2025
iScience

NF-κB-dependent GR cistrome redistribution recruits GR to inflammatory genes but correlates with lesser glucocorticoid-mediated repression

Authors:

Mahmoud M. Mostafa, Amandah Necker-Brown,∙ Alex Gao, Andrew J. Thorne, Akanksha Bansal, Lucy Swift, Annika M. Maj, Sarah K. Sasse, Pina Colarusso, Anthony N. Gerber, Robert Newton

Keywords:

glucocorticoid receptor; inflammatory cytokine; interleukin-1β; IL1B; NF-κB; gene expression

Abstract:

While ligand-activated glucocorticoid receptor (GR) binds DNA to activate transcription, glucocorticoids, including budesonide, reduce inflammatory gene expression, yet recruit GR to many such gene loci. In epithelial cells, the inflammatory cytokine, interleukin-1β (IL1B), activates nuclear factor (NF)-κB to induce gene expression, and co-treatment with budesonide produces nanoscale GR-RELA nuclear co-localization. Such co-stimulation orchestrated reciprocal genome-wide redistribution of GR- and RELA-binding regions (GBRs and RBRs, respectively) relative to each mono-treatment to produce widespread GBR-RBR overlap.
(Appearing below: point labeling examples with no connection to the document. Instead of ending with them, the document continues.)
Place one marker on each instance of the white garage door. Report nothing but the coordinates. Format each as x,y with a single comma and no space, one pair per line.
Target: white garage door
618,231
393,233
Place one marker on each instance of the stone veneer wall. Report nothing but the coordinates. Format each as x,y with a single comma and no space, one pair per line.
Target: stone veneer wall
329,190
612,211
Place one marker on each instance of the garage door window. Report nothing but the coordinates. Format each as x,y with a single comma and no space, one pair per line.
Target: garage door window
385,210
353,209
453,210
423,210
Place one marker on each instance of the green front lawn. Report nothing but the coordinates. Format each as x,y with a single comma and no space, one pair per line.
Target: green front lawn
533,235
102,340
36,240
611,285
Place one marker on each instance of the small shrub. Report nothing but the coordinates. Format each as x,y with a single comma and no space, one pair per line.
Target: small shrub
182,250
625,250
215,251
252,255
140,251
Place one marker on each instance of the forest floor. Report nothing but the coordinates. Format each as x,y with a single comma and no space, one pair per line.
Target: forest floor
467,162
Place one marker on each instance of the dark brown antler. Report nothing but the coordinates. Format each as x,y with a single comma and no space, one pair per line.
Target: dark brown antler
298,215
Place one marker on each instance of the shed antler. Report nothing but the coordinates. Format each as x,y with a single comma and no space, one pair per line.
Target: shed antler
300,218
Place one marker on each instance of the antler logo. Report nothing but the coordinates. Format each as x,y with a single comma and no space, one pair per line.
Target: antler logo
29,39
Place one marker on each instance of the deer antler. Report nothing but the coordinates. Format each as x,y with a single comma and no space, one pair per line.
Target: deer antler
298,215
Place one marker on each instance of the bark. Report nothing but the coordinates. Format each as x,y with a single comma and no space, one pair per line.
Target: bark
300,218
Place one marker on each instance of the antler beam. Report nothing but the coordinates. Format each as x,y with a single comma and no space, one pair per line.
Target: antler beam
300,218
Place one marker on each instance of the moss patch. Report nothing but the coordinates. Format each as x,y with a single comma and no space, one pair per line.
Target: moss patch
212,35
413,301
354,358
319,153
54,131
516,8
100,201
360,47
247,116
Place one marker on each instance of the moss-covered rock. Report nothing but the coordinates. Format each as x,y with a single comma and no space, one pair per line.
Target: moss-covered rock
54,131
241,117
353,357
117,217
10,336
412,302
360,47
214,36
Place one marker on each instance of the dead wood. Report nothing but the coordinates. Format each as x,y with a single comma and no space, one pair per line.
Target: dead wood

This correlated with increased RNA polymerase-2 presence and required NF-κB for GR cistrome remodeling. Mapping transcription start sites to the nearest GBR or RBR each revealed associations with upregulated, but not repressed, genes. Importantly, RBR proximity to budesonide-upregulated genes and GBR proximity to IL1B-upregulated genes correlated with attenuated repression on co-treatment. As this occurred on a background of glucocorticoid-induced repression, GR presence at specific IL1B-induced gene loci may reduce/protect from an otherwise more prevalent glucocorticoid-induced repression.